Competition between mortgage providers has increased dramatically over the past couple of years. People are switching more frequently than every before trying to find the best mortgage rate for themselves. Over the last three years, the percentage of mortgage holders prepared to switch providers has doubled according to a banking sector report. Additionally, these figures are higher than what the official figures from the Central Bank are. Also, the Irish Banking & Payments Federation (IBPF) marks the rate of switching at over 15% which compares to the slightly more than 1% rate that the Central Bank has pit forward.

The federation suggests that the much lower calculations from the Central Bank could have a negative effect on how willing consumers are to search around for value. The IBPF notes the difference in numbers is caused by the Central Bank using the number of mortgages being switched as a percentage of total outstanding private dwelling house credit. IBPF stated, “This gives rise to a figure of less than 1 per cent for the current level of mortgage-switching activity” and “Crucially, this does not allow for the fact that more than 40 per cent of the existing stock of outstanding mortgages are tracker mortgages with competitive rates, such that switching is not really an effective option”.

A better way to monitor the total switching activity would be to look at the total number of all mortgages draw down and not just the total outstanding stock. The Central Bank is not truly representing the whole system when they calculate the number of switches between lenders. The calculation that they choose to use shows a lower percentage than is what is actually happening.

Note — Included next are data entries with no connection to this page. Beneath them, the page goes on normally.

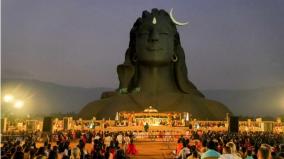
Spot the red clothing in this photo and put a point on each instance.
(179, 148)
(131, 149)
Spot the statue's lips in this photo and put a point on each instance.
(154, 49)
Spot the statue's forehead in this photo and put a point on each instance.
(161, 24)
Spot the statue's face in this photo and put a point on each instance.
(155, 42)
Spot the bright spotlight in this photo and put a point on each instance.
(19, 104)
(8, 98)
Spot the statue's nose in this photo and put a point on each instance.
(154, 36)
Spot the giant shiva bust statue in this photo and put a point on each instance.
(154, 73)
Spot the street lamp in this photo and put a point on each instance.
(19, 104)
(8, 98)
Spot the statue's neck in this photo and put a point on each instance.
(156, 79)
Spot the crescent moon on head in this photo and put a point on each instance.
(175, 21)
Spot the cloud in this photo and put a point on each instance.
(13, 73)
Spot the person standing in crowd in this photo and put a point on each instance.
(131, 148)
(211, 151)
(264, 152)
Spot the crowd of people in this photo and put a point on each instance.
(120, 145)
(224, 145)
(103, 146)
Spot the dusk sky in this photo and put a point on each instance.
(229, 44)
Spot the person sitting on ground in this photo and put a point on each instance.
(185, 152)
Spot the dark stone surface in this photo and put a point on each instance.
(154, 73)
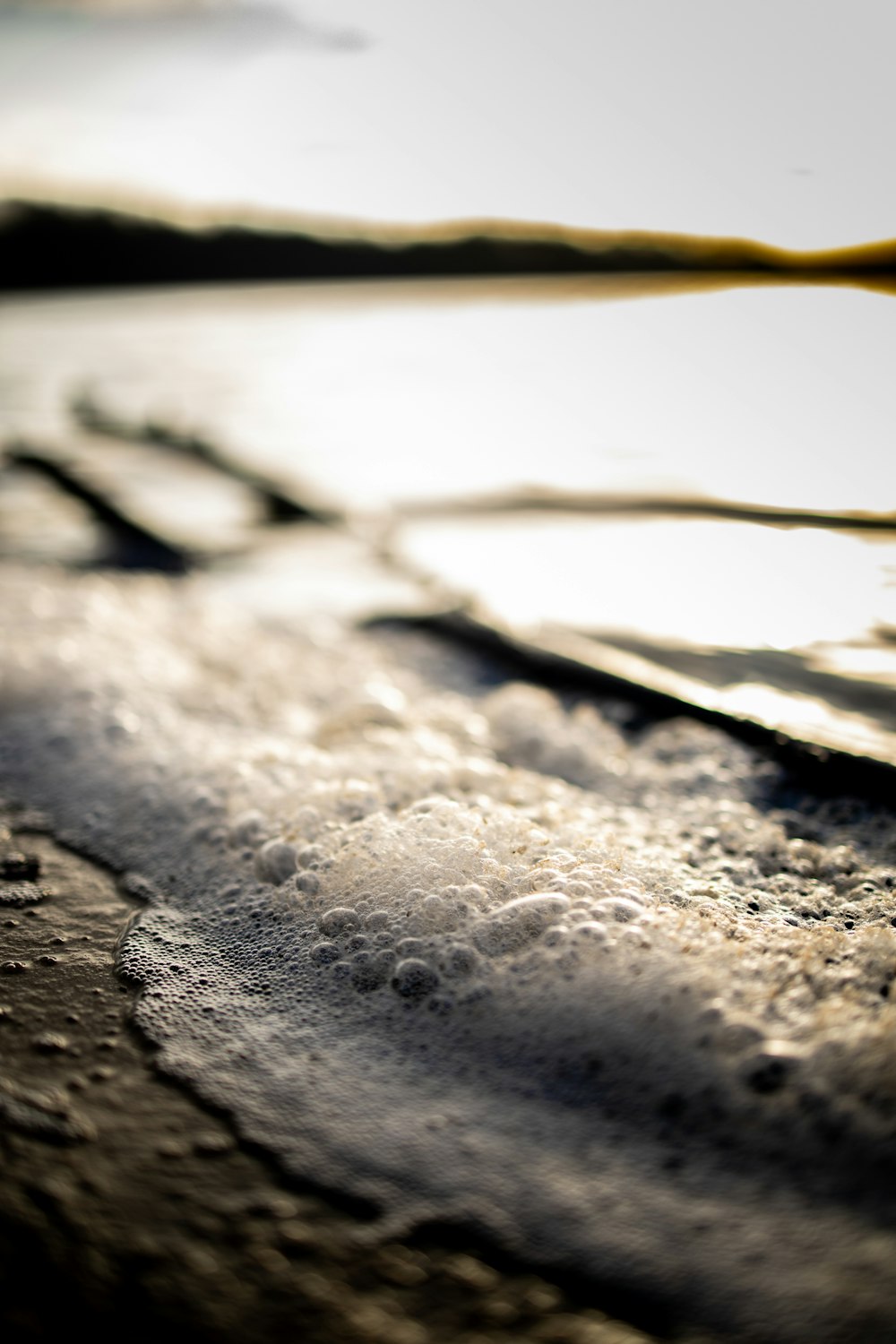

Switching mortgages is an important competitive dynamic in the market and shows that there is a healthy amount of competition going on. When they are only a few lenders for money they can rise rates because there is a higher demand than supply. Additionally, the higher levels of switching can cause consumers to be more comfortable with switching themselves and finding the best rate. For example, someone on a 4.3% standard variable rate for 250,000 Euros and switched to the cheapest rate for twenty years. As a result, they could save approximately 250 Euro’s per month or 60,0000 euros during the life of the loan.